The Monetary Policy Committee (MPC) of the National Bank of Georgia (NBG) raised the refinancing rate by 0.25 percentage points to 8.25%, citing escalating Middle East tensions and prolonged disruptions to shipping through the Strait of Hormuz as the reason for the move, which marked the first change in the key rate since May 2024.

“The escalation of geopolitical situation in the Middle East and the prolonged substantial disruptions to shipping through the Strait of Hormuz have created another supply-side driven inflationary shock to the global economy,” the central bank said in a May 6 statement, noting that these factors have fed into rising global inflation and oil prices, which have also pushed up fuel prices in Georgia.

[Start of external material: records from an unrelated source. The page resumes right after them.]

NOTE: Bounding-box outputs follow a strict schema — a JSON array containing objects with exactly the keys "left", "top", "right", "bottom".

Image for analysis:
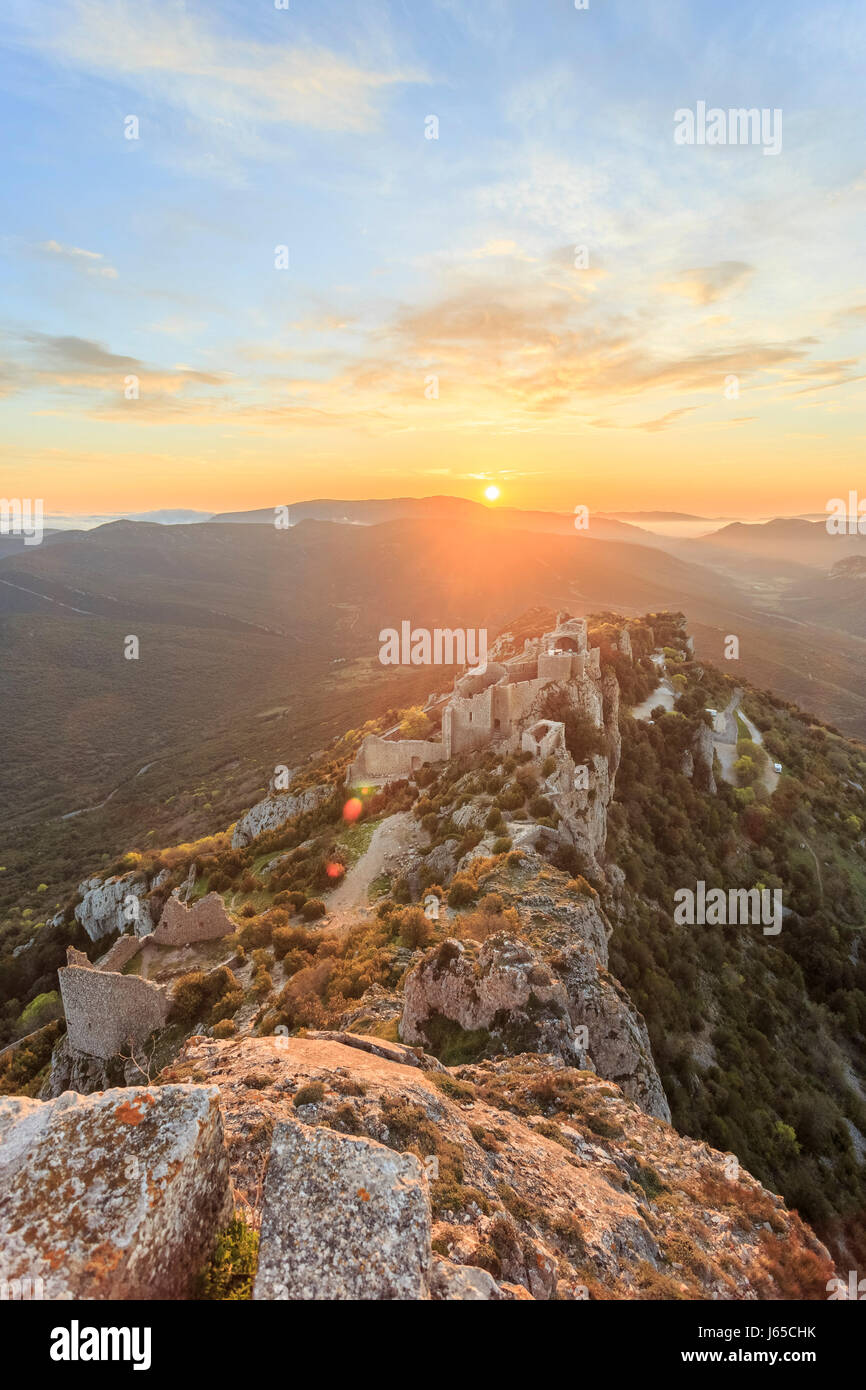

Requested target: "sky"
[{"left": 0, "top": 0, "right": 866, "bottom": 516}]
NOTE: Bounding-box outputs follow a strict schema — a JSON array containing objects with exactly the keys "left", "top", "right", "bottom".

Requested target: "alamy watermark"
[
  {"left": 674, "top": 101, "right": 781, "bottom": 154},
  {"left": 824, "top": 492, "right": 866, "bottom": 535},
  {"left": 379, "top": 619, "right": 487, "bottom": 676},
  {"left": 0, "top": 498, "right": 44, "bottom": 545},
  {"left": 674, "top": 878, "right": 783, "bottom": 937}
]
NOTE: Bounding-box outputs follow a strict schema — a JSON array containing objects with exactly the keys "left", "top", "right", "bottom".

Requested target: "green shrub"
[
  {"left": 196, "top": 1216, "right": 259, "bottom": 1302},
  {"left": 300, "top": 898, "right": 328, "bottom": 922}
]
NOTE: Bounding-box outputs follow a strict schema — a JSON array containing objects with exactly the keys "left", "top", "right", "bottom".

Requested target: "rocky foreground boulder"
[
  {"left": 0, "top": 1086, "right": 232, "bottom": 1300},
  {"left": 253, "top": 1120, "right": 431, "bottom": 1301},
  {"left": 164, "top": 1034, "right": 833, "bottom": 1300}
]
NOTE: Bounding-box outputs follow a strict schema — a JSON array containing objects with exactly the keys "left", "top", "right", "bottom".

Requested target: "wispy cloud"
[
  {"left": 16, "top": 0, "right": 425, "bottom": 139},
  {"left": 660, "top": 261, "right": 755, "bottom": 304},
  {"left": 38, "top": 240, "right": 117, "bottom": 279}
]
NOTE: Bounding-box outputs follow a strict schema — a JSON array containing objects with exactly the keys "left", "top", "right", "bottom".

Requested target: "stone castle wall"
[
  {"left": 147, "top": 892, "right": 236, "bottom": 947},
  {"left": 348, "top": 734, "right": 448, "bottom": 785},
  {"left": 97, "top": 935, "right": 150, "bottom": 970}
]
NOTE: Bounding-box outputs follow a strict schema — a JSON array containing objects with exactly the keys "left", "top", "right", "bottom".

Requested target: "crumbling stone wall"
[
  {"left": 349, "top": 613, "right": 602, "bottom": 783},
  {"left": 348, "top": 734, "right": 448, "bottom": 784},
  {"left": 57, "top": 965, "right": 168, "bottom": 1059},
  {"left": 147, "top": 892, "right": 235, "bottom": 947}
]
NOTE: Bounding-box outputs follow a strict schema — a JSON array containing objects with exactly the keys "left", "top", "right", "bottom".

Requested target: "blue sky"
[{"left": 0, "top": 0, "right": 866, "bottom": 513}]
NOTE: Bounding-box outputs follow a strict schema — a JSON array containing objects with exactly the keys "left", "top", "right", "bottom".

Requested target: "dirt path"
[
  {"left": 713, "top": 689, "right": 778, "bottom": 795},
  {"left": 328, "top": 810, "right": 423, "bottom": 917}
]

The bank said “the combined direct and indirect effects of these supply shocks” pushed Georgia’s annual inflation to 5.9% in March, compared to a 3% target. While noting that recently accelerated “relatively sticky price measures” increased the risk of second-round effects and inflation expectations, the bank added that they remain “close to the target.” In particular, core inflation (excluding food, energy, and tobacco) stood at 3.2 percent in April, while services inflation was 3.7 percent.

Despite what it described as “severe geopolitical shocks,” the central bank said Georgia’s economy “remains resilient and economic growth stays high,” noting that Georgia’s real gross domestic product (GDP) grew by 10.7% year-on-year in March 2026. “High-productive sectors remain a key driver of economic growth, which partially offsets demand-side inflationary pressures,” it added.

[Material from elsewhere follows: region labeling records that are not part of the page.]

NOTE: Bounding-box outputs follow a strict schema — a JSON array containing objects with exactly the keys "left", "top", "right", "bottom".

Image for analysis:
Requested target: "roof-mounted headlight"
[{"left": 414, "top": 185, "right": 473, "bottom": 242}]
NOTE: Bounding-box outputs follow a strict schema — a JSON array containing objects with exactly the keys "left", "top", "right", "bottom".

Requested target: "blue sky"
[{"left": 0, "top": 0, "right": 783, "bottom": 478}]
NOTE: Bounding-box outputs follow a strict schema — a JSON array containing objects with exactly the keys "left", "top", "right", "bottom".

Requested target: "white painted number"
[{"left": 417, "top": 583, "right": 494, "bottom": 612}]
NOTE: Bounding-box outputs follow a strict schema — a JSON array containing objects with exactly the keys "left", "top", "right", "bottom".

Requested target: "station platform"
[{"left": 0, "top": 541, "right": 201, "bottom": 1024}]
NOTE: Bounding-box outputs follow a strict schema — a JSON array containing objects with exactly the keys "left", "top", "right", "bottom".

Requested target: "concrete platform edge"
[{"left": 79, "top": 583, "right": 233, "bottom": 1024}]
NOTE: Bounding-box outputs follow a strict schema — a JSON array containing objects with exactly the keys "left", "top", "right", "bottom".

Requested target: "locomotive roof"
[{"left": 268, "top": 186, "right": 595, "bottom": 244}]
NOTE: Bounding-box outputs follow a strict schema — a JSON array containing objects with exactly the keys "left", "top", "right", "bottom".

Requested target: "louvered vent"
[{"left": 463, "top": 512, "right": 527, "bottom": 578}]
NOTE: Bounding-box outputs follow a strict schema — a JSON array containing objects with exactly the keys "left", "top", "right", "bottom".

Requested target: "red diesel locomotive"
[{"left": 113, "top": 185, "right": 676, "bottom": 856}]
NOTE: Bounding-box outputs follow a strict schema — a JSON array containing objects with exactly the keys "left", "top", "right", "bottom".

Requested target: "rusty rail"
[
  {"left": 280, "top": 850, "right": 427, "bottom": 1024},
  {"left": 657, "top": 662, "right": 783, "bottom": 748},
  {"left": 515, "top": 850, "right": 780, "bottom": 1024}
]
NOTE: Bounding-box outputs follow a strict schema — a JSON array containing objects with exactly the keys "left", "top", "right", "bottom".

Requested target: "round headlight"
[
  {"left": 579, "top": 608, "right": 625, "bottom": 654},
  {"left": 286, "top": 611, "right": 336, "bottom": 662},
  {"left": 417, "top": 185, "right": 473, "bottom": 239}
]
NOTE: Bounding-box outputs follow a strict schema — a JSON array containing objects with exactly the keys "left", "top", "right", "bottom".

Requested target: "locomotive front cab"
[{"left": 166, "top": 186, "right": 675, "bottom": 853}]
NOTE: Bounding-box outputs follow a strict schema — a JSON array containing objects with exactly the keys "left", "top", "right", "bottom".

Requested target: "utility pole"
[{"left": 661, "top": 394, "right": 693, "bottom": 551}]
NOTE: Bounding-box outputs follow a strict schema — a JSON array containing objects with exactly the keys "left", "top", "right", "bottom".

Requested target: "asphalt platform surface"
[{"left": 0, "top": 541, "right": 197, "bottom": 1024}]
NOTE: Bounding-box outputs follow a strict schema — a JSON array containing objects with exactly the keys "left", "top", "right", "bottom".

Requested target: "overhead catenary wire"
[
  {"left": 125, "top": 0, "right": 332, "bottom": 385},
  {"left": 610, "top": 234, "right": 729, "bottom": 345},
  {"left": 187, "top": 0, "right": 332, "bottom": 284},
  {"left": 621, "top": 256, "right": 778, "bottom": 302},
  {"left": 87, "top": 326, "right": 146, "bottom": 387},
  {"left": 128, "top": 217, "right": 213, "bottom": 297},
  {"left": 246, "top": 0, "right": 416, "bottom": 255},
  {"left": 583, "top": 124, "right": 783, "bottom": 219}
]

Under its updated central scenario, the Bank assumes that the war in the Middle East will end in the second quarter of 2026, though it stressed that this scenario is “conditional” and “subject to high uncertainty.” Even if tensions ease, the Bank said, “the pace of recovery in global supply capacity is subject to additional uncertainty,” leaving inflation risks elevated.

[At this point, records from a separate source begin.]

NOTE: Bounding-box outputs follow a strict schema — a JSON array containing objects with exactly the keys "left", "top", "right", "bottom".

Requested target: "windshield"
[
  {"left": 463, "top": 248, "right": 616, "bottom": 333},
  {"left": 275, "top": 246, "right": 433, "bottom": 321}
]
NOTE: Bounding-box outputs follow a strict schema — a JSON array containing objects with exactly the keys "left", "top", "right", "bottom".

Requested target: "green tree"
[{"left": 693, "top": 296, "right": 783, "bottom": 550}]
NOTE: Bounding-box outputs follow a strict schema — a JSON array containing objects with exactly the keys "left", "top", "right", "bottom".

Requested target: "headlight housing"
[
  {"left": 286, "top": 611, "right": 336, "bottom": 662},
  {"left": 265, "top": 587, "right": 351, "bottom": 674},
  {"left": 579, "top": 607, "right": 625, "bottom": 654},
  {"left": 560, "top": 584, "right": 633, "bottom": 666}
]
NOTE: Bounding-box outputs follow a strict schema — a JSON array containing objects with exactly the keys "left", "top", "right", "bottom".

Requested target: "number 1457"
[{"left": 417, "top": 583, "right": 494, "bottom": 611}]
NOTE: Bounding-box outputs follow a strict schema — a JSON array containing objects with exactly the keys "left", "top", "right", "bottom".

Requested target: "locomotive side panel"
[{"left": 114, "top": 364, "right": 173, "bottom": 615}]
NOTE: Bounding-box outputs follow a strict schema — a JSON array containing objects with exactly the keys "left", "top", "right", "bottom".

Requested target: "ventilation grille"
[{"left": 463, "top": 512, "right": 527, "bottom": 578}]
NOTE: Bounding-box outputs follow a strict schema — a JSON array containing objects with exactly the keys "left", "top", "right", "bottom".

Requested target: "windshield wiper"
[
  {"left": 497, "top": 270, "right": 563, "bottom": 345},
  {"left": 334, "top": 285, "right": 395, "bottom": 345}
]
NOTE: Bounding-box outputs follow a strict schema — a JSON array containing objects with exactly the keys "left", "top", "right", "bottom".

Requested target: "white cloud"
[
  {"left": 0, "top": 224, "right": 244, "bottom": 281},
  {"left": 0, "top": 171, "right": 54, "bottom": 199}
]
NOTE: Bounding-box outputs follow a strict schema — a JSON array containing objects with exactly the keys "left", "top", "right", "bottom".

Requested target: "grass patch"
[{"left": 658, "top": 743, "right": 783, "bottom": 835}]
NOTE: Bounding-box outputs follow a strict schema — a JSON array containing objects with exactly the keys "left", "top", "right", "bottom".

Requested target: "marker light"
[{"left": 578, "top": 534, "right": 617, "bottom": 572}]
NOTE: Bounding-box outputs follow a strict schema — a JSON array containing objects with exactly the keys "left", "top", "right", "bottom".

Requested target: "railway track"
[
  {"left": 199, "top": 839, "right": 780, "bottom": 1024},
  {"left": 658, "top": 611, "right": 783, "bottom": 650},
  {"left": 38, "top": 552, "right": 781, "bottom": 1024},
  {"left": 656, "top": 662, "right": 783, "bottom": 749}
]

The MPC also outlined two alternative scenarios that could shape future monetary policy decisions.

Under a high-inflation scenario, geopolitical tensions would intensify or last longer than expected, pushing commodity prices higher and causing broader supply chain disruptions. In that case, the Bank said, “the supply-side inflationary shock would exacerbate in Georgia, amplifying second-round effects, and ultimately inflation would be higher than in the central scenario.”

Under a low-inflation scenario, a faster de-escalation in the Middle East would reduce commodity prices, and “the risks of disruptions to global supply chains would decline significantly, which would be reflected in lower international transportation costs and, ultimately, a moderation of global inflationary pressures.”

“As a result of the ongoing macroeconomic analysis and consideration of existing risks, the MPC considered it optimal to increase the monetary policy rate by 0.25 pp to 8.25 percent,” the statement said, adding “this decision is aimed at keeping inflation expectations firmly anchored at the target.”

The Committee said that it continues to “closely monitor” the geopolitical situation in the Middle East, adding that if “inflationary shocks stemming from geopolitical tensions become even more prolonged and/or their magnitude would amplify the risks of second-round effects,” it would continue to “moderately increase” the monetary policy rate.

The Bank argued that the moderate tightening of monetary policy “reduces the risks of second-round effects and aims to ensure that, once the supply-side shock dissipates, inflation converges swiftly to the 3 percent target.”

It added that if inflationary pressures linked to geopolitical tensions persist or intensify, the MPC stands ready to raise rates further, and “once the inflationary shock dissipates, the NBG will begin a gradual normalization of the policy stance.”

The next Monetary Policy Committee meeting is scheduled for June 17, 2026.